I had to ride the last 10 miles in the dark--and only had my prescription SUNglasses, which I accidentally stepped on and broke while stretching!

* Watch for my free-mount attempt at mile 85! (I was a bit shocked at what happened!)

Hope you enjoy! :thumbsup:


----------



## mbaulfinger (Aug 2, 2007)

Hey Geezer, Loved that video. If you can do that on one wheel...I'd love to see what you could do on 2! Great ride. Would love to learn how to ride a unicycle like that. Are you clipped in the pedals? Also, are you wearing armor? Almost looks like you are wearing elbow and shin guards as protection in a fall? Thanks for sharing the video with us. Keep it up.


----------



## UniGeezer (Feb 27, 2011)

mbaulfinger said:


> Hey Geezer, Loved that video. If you can do that on one wheel...I'd love to see what you could do on 2! Great ride. Would love to learn how to ride a unicycle like that. Are you clipped in the pedals? Also, are you wearing armor? Almost looks like you are wearing elbow and shin guards as protection in a fall? Thanks for sharing the video with us. Keep it up.

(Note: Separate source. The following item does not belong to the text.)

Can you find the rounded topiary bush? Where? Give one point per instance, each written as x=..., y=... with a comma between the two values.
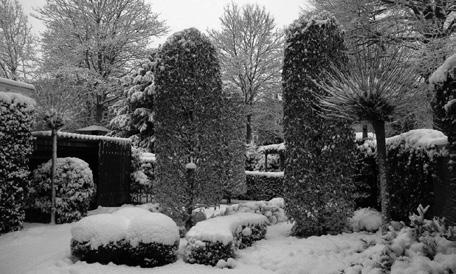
x=74, y=189
x=16, y=117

Thanks! Not clipped in, and would not want to be in a fall! I use 5.10 karvers and Wellgo MG-1 pedals for a great grip combo. No elbow guards on this ride but yes, I had knee/shin guards and wrist wrap gloves.


----------



## redondoaveb (Jan 16, 2011)

Terry, 

Great job. Doing it on a Sunday with the bike path as crowded as I know it was makes is even more of a challenge. I wish I could have caught up with you, unfortunately I wasn't riding that day or I'm sure I would have seen you. When your buddy got his flat you guys were right down the street from Marina Bike Rental. Craig (the owner) would have had a replacement tire. 

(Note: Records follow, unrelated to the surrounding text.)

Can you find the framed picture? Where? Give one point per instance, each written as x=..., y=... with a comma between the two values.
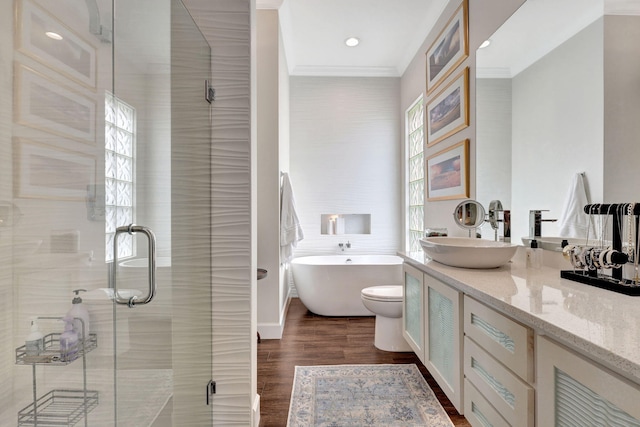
x=47, y=40
x=44, y=104
x=448, y=111
x=448, y=173
x=449, y=49
x=47, y=172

Hope to catch up with you out there sometime.


----------



## perpetuum_mobile (Nov 30, 2012)

To me unicycling is mystery just like race walking. Making a huge effort awkwardly when there obviously is a much more efficient and comfortable way to do it. (I mean riding a bicycle of course)

Great accomplishment, nevertheless! I hope to be as active and fit as you are when I am in mid fifties. I am even ready to start unicycling or race walking if that is what it takes.


----------



## yoshirama (Oct 18, 2012)

Unicycling may be less efficient way of cycling, but I think it's a good workout that requires more coordination and uses more of your entire body and small muscles to balance in all 4 directions. I'd say it's a good exercise to keep his body strong and mind sharp.


----------



## UniGeezer (Feb 27, 2011)

yoshirama said:


> Unicycling may be less efficient way of cycling, but I think it's a good workout that requires more coordination and uses more of your entire body and small muscles to balance in all 4 directions. I'd say it's a good exercise to keep his body strong and mind sharp.

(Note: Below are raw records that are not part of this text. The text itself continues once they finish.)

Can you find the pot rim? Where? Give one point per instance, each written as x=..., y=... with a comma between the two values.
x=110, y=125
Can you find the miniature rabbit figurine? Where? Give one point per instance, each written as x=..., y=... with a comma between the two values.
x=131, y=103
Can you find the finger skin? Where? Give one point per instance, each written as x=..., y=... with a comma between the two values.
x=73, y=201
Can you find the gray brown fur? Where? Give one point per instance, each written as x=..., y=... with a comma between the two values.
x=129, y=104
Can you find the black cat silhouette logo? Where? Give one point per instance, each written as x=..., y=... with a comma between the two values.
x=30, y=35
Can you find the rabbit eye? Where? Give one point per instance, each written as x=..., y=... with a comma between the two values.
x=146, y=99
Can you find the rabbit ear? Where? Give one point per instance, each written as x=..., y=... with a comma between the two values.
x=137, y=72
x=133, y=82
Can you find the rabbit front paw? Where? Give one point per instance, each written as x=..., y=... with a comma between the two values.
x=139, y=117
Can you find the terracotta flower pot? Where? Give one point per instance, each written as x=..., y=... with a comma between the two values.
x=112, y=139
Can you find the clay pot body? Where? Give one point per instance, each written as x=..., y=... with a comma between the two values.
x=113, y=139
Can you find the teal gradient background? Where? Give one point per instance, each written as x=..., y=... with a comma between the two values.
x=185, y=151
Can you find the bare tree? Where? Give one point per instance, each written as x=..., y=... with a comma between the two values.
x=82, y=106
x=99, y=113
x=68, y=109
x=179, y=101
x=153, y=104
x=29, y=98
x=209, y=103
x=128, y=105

Simplicity in minimal form, unicycling is indeed a great way to get fit and stay fit. No low gears to help climb hills, can never coast, no extra wheel and frame to stabilize balance. You are making continuous corrections for balance in all directions as well. 

And unlike bikes, you are directly over the axle and the feeling is such that you are one with the unicycle, like an extension of your body. So the potential for torque is maximal, especially for climbing hills 1:1. 

And the saddle, like the rest of today's high-end sport unicycles, have made quantum leaps in technology, resulting in far stronger and lighter components, and much more comfortable saddles. But 114 miles in ANY saddle is going cause discomfort at some point.


----------



## mbaulfinger (Aug 2, 2007)

I watched some of the Terry's other videos on YouTube....He rides terrain on his unicycle that I wish I could tackle on my dual suspension mtb!


----------